À l’extrême pointe, le Champ, avec ses petites noues (fossés peu profonds et larges qui recueillent l’eau), rappellera l’ancien marécage. Du point de vue environnemental, «le projet paraît assez raisonnable, sans céder à l’obsession de certains architectes d’orienter systématiquement les maisons vers le sud», estime Franck Scherrer. Seul bémol selon ce dernier, l’effort assez moyen pour limiter la circulation automobile.

Ville marchande

«La maquette est magnifique», se réjouit Marcel Brévi, président du Comité d’Intérêt local. Lequel attend toutefois de voir ce que les architectes en feront. «Les architectes créent des villes, les habitants les vivent!» A terme, le quartier de la Confluence (7000 habitants) devrait accueillir 17’000 habitants et 30’000 salariés.

Et quid de l’offre culturelle? «C’est vrai que contrairement à Hambourg, le projet Confluence ne contient pas d’objet culturel majeur», remarque Franck Scherrer. Sauf peut-être le futur et très controversé Musée des Confluences. «Mais n’oublions pas que Lyon est d’abord une ville marchande…»

Mathieu van Berchem, Paris, swissinfo.ch

Projets réalisés. L’agence bâloise, qui emploie 340 collaborateurs, a notamment signé le nouveau stade de Munich, le musée Tate Modern à Londres, le stade national de Pékin. Et auparavant l’entrepôt Ricola à Laufen, la Maison Bleue à Oberwil et le chai Dominus à Yountville, Californie.

Projets en cours. Parmi les projets en cours: le réaménagement du bassin portuaire de Santa Cruz de Tenerife, le nouveau bâtiment de la Philharmonie de Hambourg, la Tour Triangle à Paris et le Parrish Art Museum, dans l’Etat de New York.

Centre. La presqu’île, entre Rhône et Saône, avec ses grandes places, ses avenues commerçantes, ses multiples ponts et une forte densité urbaine, est le véritable cœur ou hypercentre de Lyon.

Perrache. La gare de Perrache, à mi-chemin entre l’hôtel de ville et le sud de la presqu’île, marque l’entrée nord de la Confluence.

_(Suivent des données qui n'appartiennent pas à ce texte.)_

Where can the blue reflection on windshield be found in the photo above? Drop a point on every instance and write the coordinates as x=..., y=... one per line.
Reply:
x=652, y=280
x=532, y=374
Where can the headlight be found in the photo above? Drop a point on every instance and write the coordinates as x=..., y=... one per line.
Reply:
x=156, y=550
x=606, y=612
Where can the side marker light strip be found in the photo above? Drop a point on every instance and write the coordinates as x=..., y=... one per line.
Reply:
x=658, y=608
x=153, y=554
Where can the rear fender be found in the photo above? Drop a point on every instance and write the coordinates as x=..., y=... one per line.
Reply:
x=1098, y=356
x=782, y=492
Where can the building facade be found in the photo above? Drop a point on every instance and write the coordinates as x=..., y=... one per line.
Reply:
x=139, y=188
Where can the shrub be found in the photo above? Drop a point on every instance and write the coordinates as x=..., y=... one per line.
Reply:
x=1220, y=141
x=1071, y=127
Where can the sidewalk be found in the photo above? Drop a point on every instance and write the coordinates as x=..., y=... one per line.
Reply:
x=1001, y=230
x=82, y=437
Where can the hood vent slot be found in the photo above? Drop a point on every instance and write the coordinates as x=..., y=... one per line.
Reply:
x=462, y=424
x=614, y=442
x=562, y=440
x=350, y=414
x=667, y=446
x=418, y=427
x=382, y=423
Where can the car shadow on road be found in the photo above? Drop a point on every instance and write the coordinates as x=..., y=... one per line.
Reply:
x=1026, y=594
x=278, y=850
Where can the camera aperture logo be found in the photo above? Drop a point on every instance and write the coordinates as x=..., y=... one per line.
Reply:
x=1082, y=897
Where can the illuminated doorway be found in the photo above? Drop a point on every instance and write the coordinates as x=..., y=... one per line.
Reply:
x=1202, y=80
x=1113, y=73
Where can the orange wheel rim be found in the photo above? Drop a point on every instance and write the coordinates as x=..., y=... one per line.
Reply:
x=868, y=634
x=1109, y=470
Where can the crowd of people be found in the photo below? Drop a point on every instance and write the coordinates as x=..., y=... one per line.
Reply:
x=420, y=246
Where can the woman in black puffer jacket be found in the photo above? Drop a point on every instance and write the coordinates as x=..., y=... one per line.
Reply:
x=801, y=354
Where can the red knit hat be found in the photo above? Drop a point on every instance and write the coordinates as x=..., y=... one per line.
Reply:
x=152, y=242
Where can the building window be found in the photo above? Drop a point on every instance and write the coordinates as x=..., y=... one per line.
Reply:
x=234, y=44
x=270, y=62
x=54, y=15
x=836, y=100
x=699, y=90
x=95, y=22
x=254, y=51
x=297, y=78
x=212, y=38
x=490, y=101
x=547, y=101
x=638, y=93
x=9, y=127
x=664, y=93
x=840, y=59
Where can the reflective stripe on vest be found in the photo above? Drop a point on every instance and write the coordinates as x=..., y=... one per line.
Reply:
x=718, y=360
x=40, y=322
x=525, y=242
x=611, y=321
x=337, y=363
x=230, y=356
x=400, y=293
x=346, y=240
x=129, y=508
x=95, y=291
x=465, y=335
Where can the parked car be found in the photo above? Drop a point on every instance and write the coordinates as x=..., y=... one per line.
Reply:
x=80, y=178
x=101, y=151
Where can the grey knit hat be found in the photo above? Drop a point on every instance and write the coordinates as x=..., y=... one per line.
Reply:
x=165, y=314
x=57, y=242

Cette situation explique la qualité exceptionnelle de sa desserte.

Friches. Les terrains sont largement occupés par des friches industrielles et des équipements dont les activités ont été plus récemment délocalisées (port de commerce, marché de gros, prisons). Le potentiel foncier, de l’ordre de 70 hectares, est considérable pour un centre.

Population. De 7000 habitants, le territoire devrait passer à 17’000 à la fin de la deuxième phase d’aménagement. Il alliera une densité urbaine élevée et la qualité de vie d’un quartier pourvu de 5 km de rives, des vues souvent somptueuses et d’un potentiel paysager remarquable.